図5の技法について、ビデオエンコーダ200に関して説明されるが、ビデオデコーダ300によって実施されてもよい。ビデオエンコーダ200は、CUがCTUライン中の第1のCUであるかどうか、および上のCUが利用可能であるかどうかを決定する(170)。CUがCTUライン中の第1のCUであり、上のCUが利用可能である場合(170、Yes)、ビデオエンコーダ200は、QP予測子を、上のCUのQPに等しく設定する(172)。)。CUがCTUライン中の第1のCUでないか、または上のCUが利用可能でない場合(170、No)、ビデオエンコーダ200は、上のCUのQPが利用可能であるかどうかを決定し(174)、左のCUのCUが利用可能であるかどうかを決定する(176)。上のCUのQPが利用可能である場合(174、Yes)、ビデオエンコーダ200は、変数(QP_above)の値を、上のCUのQPの値に設定する。
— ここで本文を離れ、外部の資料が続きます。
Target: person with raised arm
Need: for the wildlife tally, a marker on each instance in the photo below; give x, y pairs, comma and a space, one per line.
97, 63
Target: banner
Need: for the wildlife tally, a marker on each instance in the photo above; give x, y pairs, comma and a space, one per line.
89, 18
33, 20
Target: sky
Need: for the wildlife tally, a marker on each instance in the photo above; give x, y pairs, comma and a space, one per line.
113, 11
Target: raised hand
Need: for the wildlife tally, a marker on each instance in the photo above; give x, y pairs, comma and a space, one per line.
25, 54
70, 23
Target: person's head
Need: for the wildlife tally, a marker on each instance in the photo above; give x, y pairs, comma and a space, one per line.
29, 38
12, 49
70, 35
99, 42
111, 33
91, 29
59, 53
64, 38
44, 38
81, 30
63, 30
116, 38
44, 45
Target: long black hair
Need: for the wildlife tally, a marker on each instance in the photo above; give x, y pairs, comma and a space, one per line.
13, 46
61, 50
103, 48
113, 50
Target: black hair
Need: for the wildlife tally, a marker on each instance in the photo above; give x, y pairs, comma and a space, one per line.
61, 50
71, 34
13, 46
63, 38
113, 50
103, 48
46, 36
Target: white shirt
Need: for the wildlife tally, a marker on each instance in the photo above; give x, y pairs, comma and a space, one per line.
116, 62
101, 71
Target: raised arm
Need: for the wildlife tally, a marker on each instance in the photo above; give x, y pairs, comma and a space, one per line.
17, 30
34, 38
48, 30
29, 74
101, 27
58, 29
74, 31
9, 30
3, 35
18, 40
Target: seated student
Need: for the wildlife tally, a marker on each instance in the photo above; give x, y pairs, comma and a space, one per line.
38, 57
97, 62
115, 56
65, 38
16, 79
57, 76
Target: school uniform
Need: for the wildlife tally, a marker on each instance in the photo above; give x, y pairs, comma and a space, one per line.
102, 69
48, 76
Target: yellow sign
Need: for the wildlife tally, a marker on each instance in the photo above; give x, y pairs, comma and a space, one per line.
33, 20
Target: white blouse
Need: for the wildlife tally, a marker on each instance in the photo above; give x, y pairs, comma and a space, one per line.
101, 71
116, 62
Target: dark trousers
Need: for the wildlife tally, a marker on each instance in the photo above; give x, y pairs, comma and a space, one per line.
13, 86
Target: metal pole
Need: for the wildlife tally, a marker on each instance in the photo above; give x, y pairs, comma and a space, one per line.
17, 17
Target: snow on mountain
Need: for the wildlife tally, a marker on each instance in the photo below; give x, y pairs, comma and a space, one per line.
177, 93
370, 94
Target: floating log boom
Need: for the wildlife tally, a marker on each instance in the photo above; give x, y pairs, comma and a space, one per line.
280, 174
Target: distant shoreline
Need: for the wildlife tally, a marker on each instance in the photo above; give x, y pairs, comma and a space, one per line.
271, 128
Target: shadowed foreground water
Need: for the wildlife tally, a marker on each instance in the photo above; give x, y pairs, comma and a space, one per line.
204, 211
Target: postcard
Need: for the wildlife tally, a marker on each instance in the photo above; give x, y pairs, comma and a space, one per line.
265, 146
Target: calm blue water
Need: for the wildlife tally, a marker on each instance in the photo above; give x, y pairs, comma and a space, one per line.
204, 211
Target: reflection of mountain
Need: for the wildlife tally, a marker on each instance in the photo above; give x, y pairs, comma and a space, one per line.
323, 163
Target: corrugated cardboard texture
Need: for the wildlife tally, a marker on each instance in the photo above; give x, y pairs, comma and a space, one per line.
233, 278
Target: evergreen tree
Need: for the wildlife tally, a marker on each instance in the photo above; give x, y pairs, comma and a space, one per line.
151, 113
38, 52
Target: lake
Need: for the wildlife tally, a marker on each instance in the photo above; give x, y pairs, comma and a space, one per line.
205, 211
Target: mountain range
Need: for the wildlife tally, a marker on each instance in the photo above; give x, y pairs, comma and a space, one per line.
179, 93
上のCUのQPが利用可能でない場合(174、No)、ビデオエンコーダ200は、QP_aboveの値を、前に使用されたQP値に設定する(178)。左のCUのQPが利用可能である場合(176、Yes)、ビデオエンコーダ200は、変数(QP_left)の値を、左のCUのQPの値に設定する。左のCUのQPが利用可能でない場合(176、No)、ビデオエンコーダ200は、QP_leftの値を、前に使用されたQP値に設定する(180)。ビデオエンコーダ200は、QP予測子の値を、QP_pred=(QP_above+QP_left+1)>>1として数学的に表され得る、QP_leftとQP_aboveとの値の平均に設定する(182)。
【0105】
[0098]上記の例では、前に使用されたQP値、QP_prevは、任意の前に使用されたQP値であり得、必ずしも左近隣CUまたは上近隣CUのQP値である必要があるとは限らないことがある。たとえば、左近隣CUが、変換または量子化なしにスキップモードでコーディングされた場合、前に使用されたQP値は、CUが現在CUに隣接していない場合でも、QP値を有した最も最近復号されたそのCUに属し得る。
【0106】
[0099]クロマQP値を決定するための現在の技法は、いくつかの潜在的問題を含む。たとえば、VVCドラフト5では、クロマQP値は次のように導出される。
【0107】
qPiCb=Clip3(-QpBdOffsetC,69,QpY+pps_cb_qp_offset+slice_cb_qp_offset)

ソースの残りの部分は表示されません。